Fear manifests in different ways. There’s fear of a tragic event. And then there are less dramatic worries. For example, when talking on the phone to my adult son who is in recovery, I pick up on his tone of voice. If it appears off kilter then what ifs take over. What if something bad is happening? What if he’s depressed? What if his depression triggers another episode of substance abuse? Although most parents pick up variations in their children’s tone of voice, I doubt that they jump to extreme conclusions. Rather, they might think that their loved one had a bad day or is tired or upset with some person or event. More times than not this has been the case with my son. As Mark Twain said, “I’ve had a lot of worries in my life, most of which never happened.”

But what if the worst thing did happen (or has the potential to happen), then how do we deal with the fear that it will happen again? One way to break the cycle is to stay present. Easier said than done. But when you think about it, all we have is the present moment. The past is over and the future doesn’t exist. Hearing my own story so often in my recovery group has helped me face my fears. Members have shared ways to stay out of their heads and present in their lives. These include: meditation, prayer, gardening, cooking, painting, interacting with children, and volunteering. I’ve found that some of these suggestions have worked for me.
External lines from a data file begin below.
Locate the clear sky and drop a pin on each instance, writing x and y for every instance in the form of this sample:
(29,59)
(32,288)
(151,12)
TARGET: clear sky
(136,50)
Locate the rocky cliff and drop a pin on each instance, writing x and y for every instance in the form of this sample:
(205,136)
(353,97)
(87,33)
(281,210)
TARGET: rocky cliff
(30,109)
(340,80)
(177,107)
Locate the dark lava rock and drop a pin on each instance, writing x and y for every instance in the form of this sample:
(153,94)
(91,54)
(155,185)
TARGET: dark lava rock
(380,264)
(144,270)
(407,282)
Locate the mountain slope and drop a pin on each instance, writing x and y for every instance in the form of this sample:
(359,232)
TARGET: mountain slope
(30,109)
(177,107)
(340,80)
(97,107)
Recently I participated in a drawing class where I became singularly focused on drawing a simple ceramic bowl. Totally present for two hours: just me, a set of pencils, drawing paper and that bowl. Swimming laps is another method I’ve found helpful. Stroke, breathe, kick….back and forth from one end of the pool to the other.

The slogan “One Day at a Time” also reminds me to stay present. It helps pull my attentionaway from the future and leave yesterday’s baggage behind. Similarly “Just for today” lightens my load of fear and worry. Another slogan, “Easy does it” reminds me to be gentle with myself when I revert to worse case scenarios. . Neel Burton, M.D. writes that basic emotions such as fear and anger are hardwired. The basic fear response is automatic, unconscious, and uncontrollable (link). We can either control fear or it will control us. To quote Mark Twain again, “Courage is resistance to fear, mastery of fear, not the absence of fear.”